Jaeger: Support archiving traces with ES storage

Created on 15 May 2018 · 18Comments · Source: jaegertracing/jaeger

Requirement - what kind of business use case are you trying to solve?

We use the ES backend, and would like to be able to archive traces

Problem - what in Jaeger blocks you from solving the requirement?

Archiving is only supported by the Cassandra storage plugin

Proposal - what do you suggest to solve the problem or improve the existing situation?

I briefly looked at the implementation of archiving. It looks like most of the logic is built on things that already existed, and that it would be fairly straightforward to add an ES implementation. Two options come to mind:
1) Allow configuring a second ES cluster for archiving (the same way we do for Cassandra)
2) Use a separate index for archive traces. The esCleaner.py script would need to ignore this index.
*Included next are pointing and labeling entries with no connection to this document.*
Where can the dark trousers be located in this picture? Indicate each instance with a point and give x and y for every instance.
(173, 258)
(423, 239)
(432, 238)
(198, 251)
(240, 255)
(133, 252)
Any open questions to address

It seems like we'd need a different way of dividing up the indexes to support this if we go with option (1) above. Currently we create an index for each day, which probably doesn't make sense for archiving. Option (2) above would solve this inherently.

enhancement help wanted storagelasticsearch

Source

nziebart

👍1

All 18 comments

I think this needs both 1 and 2 simultaneously. Probably requires #799 and #628 to be implemented first (per cluster), and then add ability to specify archiving cluster.

yurishkuro on 15 May 2018

Is there a specific motivation for wanting a separate cluster for archiving, rather than just a separate keysapce/index?

nziebart on 16 May 2018

it doesn't have to be a separate cluster, but doesn't have NOT to be either. The configuration is such that archive storage inherits most settings from primary storage, and you can override some things.

yurishkuro on 16 May 2018

I am looking into this

pavolloffay on 15 Nov 2018

@yurishkuro Are the archived traces shown on /search page? it seems that an archived trace can be only accessed directly via /trace/id endpoint.

pavolloffay on 15 Nov 2018

If the above is true we don't want to create index for service names, therefore e will have to make changes to span writer and reader. I also assume that we will create only one archive index per deployment.

To be able to support multiple tenants the index prefix will be just put in front of the archive index e.g. tenant:jaeger-span-archive or tenant:jaeger-span-1970-01-01 :)

pavolloffay on 15 Nov 2018

@yurishkuro Are the archived traces shown on /search page? it seems that an archived trace can be only accessed directly via /trace/id endpoint.

Yes, it only works for direct lookups by ID. It's primarily built to support long-lived hyperlinks that people can put to tickets, postmortem docs, etc.

yurishkuro on 16 Nov 2018

👍1

We should also think about retention for the archive index. We could do it per time like proposed in #628 (day, month, year) or just allow to use a different index name e.g. `jaeger-span-archive-2. It might be also doable with prefix.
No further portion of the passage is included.